Produktion, Vertrieb und Pricing

Mit der operativen Seite der Medienbranche und ihren aktuellen Herausforderungen beschäftigten sich Experten im zweiten Teil des Medienfrühstücks.

„Lange galt die Cloud galt als unverzichtbar für skalierbares Videostreaming. Inzwischen stehen jedoch starke Alternativen zur Verfügung“

Björn Adamski, CCO bei dem Video-Hosting- und Streaminganbieter 3Q GmbH, setzt auf digitale Souveränität durch Cloud-unabhängige Videostreaming-Infrastruktur.

Lange galt die Cloud galt als unverzichtbar für skalierbares Videostreaming. Inzwischen stehen jedoch starke Alternativen zur Verfügung, mit denen sich einerseits Kosten senken lassen und andererseits die Anforderungen an digitale Souveränität erfüllt werden. Adamski zeigte auf, wie Videostreaming auf souveräner Infrastruktur ohne Abhängigkeit von Hyperscalern auf das nächste Level gehoben werden kann.

"Für die Medienwirtschaft ist Cloud-unabhängiges Video-Storage und Streaming ein Sicherheits-Upgrade. Mehr Transparenz über Video-Infrastruktur und -Zugriffe bedeutet stärkere Datenschutzkontrolle und Handlungsfähigkeit sowie gleichzeitig eine größere Unabhängigkeit von geopolitischen und kommerziellen Risiken einzelner Hyperscaler."

„Vertical Minds bieten mit ihrer „Micro-Drama-Plattform“  neue und effektivere Erlöswege für Filmproduktionen. Produzentinnen und Produzenten sowie Lizenzinhaber“

Markus Vogelbacher, Intelligence & Finance Partners, und Chriz Merkl von der MMC-Agentur für Interaktive Medien zeigten mit dem neuen Angebot „Vertical Minds“ einen Weg aus der Filmkrise auf. Vertical Minds bieten mit ihrer „Micro-Drama-Plattform“  neue und effektivere Erlöswege für Filmproduktionen. Produzentinnen und Produzenten sowie Lizenzinhaber verspricht dies eine direkte Erlösbeteiligung an der Mediennutzung der Zukunft. B2C-Streaming wird mit internationalem B2B-Licensing kombiniert und eröffnet so neue Verwertungswege für deutschsprachigen Premium-Content.

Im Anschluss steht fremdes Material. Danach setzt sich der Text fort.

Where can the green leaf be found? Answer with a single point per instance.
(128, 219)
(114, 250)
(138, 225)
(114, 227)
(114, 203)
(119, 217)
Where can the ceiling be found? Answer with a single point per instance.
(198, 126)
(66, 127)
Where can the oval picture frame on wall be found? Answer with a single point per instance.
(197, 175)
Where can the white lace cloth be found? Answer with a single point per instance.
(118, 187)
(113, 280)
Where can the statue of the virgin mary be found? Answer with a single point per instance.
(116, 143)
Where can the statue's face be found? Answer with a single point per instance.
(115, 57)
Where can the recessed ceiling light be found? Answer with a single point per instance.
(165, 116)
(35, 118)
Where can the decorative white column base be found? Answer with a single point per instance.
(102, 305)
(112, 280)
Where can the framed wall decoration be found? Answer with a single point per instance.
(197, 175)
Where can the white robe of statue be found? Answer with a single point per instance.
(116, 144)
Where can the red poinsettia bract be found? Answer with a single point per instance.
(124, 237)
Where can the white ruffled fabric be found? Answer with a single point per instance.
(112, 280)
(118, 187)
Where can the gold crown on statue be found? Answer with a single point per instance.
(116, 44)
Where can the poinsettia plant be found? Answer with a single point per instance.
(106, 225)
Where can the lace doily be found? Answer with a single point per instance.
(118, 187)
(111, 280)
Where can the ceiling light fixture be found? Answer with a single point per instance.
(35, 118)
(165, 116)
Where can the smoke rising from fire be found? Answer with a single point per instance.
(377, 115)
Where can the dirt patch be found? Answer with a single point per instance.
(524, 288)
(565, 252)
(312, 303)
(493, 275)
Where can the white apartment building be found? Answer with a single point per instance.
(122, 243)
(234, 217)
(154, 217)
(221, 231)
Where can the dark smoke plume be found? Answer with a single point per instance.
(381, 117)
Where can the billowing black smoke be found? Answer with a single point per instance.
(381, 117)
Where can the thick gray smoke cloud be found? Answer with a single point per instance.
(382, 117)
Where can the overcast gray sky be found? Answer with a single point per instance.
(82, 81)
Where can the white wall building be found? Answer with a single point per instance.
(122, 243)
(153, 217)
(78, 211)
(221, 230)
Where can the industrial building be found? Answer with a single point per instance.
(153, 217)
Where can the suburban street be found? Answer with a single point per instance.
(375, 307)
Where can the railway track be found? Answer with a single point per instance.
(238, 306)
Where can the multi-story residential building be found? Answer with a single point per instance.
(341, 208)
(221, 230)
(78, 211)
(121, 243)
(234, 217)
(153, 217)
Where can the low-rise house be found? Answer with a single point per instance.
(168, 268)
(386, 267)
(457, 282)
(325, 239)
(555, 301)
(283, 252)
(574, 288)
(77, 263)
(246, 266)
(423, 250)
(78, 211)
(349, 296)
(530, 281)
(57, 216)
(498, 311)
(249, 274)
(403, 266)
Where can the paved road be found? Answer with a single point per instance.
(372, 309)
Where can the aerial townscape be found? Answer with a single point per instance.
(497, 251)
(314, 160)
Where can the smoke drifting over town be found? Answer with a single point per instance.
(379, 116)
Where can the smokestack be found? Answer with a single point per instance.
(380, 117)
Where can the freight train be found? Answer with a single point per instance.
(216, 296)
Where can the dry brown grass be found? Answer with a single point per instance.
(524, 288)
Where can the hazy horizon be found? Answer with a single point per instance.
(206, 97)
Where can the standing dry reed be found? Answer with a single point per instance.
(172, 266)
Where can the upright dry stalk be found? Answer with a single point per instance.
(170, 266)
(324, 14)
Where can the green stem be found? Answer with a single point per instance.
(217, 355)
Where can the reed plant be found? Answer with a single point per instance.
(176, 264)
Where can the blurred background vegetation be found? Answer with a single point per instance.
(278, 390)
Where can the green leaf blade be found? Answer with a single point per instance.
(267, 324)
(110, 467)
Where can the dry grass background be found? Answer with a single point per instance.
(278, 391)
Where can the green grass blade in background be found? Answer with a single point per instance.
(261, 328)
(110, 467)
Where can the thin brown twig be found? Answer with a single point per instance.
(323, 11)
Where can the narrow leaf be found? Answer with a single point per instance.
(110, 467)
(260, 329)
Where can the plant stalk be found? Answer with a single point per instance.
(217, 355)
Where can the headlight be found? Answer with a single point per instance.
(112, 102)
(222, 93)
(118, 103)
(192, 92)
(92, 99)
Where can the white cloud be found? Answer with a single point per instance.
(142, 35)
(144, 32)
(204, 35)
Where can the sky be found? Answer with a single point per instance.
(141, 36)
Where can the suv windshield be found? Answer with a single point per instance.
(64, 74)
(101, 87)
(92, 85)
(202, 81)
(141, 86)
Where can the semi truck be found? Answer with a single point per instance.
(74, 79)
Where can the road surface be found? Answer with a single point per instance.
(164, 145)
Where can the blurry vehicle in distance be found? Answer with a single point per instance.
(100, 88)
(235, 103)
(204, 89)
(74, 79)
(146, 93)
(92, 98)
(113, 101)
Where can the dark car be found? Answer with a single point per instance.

 „Verticals“ (Vertical Videos) sind professionell produzierte Filme im 9:16 – Hochkantformat und sind optimiert für mobile Endgeräte. In 1-Minuten-Episoden erzählen sie packende Geschichten in bis zu 120 Minuten – von Dark Romance über Comedy bis True Crime – und haben sich bereits als globaler Mega-Trend mit 8.000% Jahreswachstum etabliert.

Neue Preise braucht TV? Chancen und Risiken des von der AdAlliance angekündigten neuen TV-Pricing Modells für Sender und Vermarkter, Kunden und Agenturen“

Für das Jahr 2028 hat der Vermarkter Ad-Alliance die Einführung der Leistungsabrechnung für den linearen TV - Bereich auf TKP-Basis angekündigt. Damit soll eine Harmonisierung mit einer im digitalen Bereich gängigen Methodik und somit eine Vereinfachung der Planungs-, -Einkaufs- und Buchungsmechaniken herbeigeführt werden. Diese scheinbare harmlose Umstellung wird erheblich Auswirkungen für alle Marktteilnehmer haben.

Stefan Uhl, Geschäftsführer D-A-CH der Advise Media Consulting GmbH, setzte sich in seinem Vortrag mit Chancen und Risiken auseinander  und wagte einige Prognosen. 

"Die von einem der führenden deutschen Vermarktungshäuser angekündigte Änderung des Abrechnungssystems für linear TV hin zu einem TKP-basierten Modell, wie es für viele digitale Medien bereit etabliert ist, ist nachvollziehbar. Es wird aber zu erheblichen Friktionen in den eingespielten Beziehungen zwischen Vermarktern, Kunden und Mediaagenturen führen“, vermutet Uhl. „Diese Friktionen beziehen sich nicht nur auf fachliche - in diesem Fall mediaplanerische - spezifische Prozesse, sondern - und das ist von mutmaßlich wesentlich größerer Bedeutung - auf Preise für Media und vor allem mögliche Agentureinkommen“, so Uhl weiter. Dies unterstreiche die Notwendigkeit, die inhaltliche Ausgestaltung von Agentur - Kundenbeziehungen im Mediabereich konsequent auf neue Entwicklungen zu justieren und zukunftsfähig zu gestalten, idealerweise vom ersten Schritt im Ausschreibungsverfahren an.